You rightly question how this sort of thing can and should be done. Yes, difficult to get absolutely right.
(To expand on this, for others
This one scrolls. Ehhhhhhh. Very finicky to click the right thing (did you mean to hit a tab, or a scroll arrow?), and impossible to ever see all tabs that exist.
This shows additional items (well,
all items) in a menu. Better for discoverability, but now those additional items suddenly behave very differently.
Here, we add a second row. Oh boy. Bette for discoverability, but very easy to accidentally click the wrong row. (With tabs, this is particularly funny. Does clicking a different row bring that row to the front? That's nicer to look at, but now you're changing the order of tabs!)
And then, of course, there's "just shrink each tab":
Obviously an extreme example, but this very quickly devolves into "uhhhhh I can't find
anything in this mess".
Another bonus option is hover (please don't do this one either), where, say, you do have multiple rows of items, but they only show if you move within a certain region of the screen.
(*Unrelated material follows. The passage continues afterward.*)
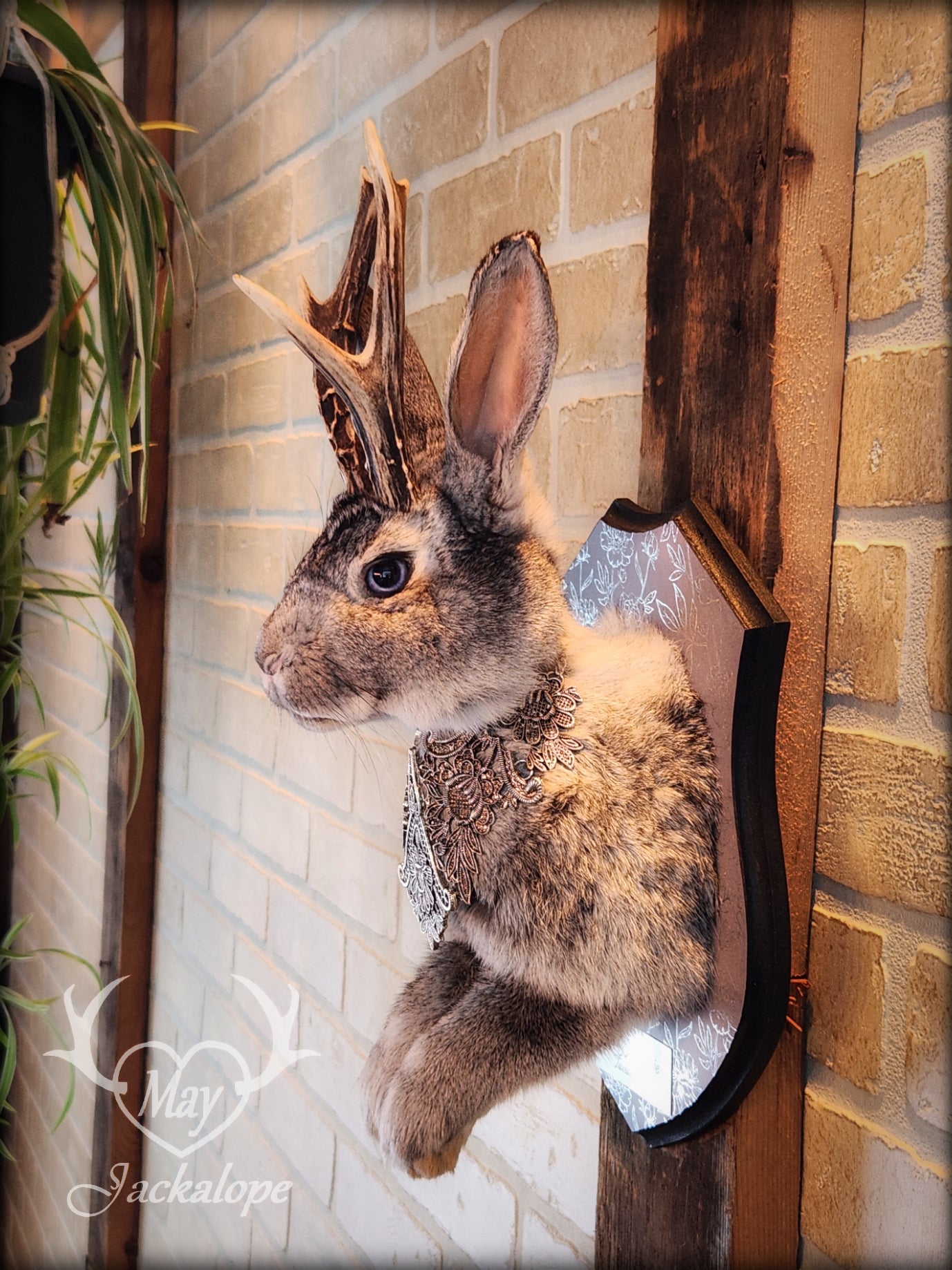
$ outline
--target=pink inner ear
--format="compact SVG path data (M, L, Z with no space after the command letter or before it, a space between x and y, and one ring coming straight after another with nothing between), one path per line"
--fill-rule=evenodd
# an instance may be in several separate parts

Terrible for discoverability, but looks clean.
Safari I believe does a mixture: it shrinks them a little, but after a certain threshold, you have to scroll to see more details. It's a bit weird.
My understanding (I don't have such a system yet) is the notch'd menu bar
also does a mixture of strategies: it first squishes the text a little, and if that's not enough, it overflows into the other end. And if
that isn't enough, it starts removing status items.
So I find the insinuation by Quinn that Apple didn't put thought into this… off the mark.
But scrolling or similar means you can't see what might be available.
Yep. Discoverability is one of the huge benefits of the menu bar, and a scrolling or chevron approach would lose that.
One of the things I appreciated in early GUI implementations was greying out. You could see where the item exists even when not available. The tendency towards changing menu items based on context is understandable but can making learning and memorising more difficult.
Yes. I remember when FileMaker 3 (??) started removing the menu items depending on what mode you were in, instead of disabling them. It
looks cleaner, but it's more disorienting.
I don't know what Apple will do for better overflow management. I'm not sure they'll do
anything; they haven't in two decades (the status items in their current form appeared in 10.1 Puma, in fall 2001). They should totally address the bug that status items can in some cases partially be obscured by the notch, sure. But what Quinn is really asking for is a magic trick to make more horizontal space, and that has nothing to do with the notch, and isn't a problem for which a good solution exists.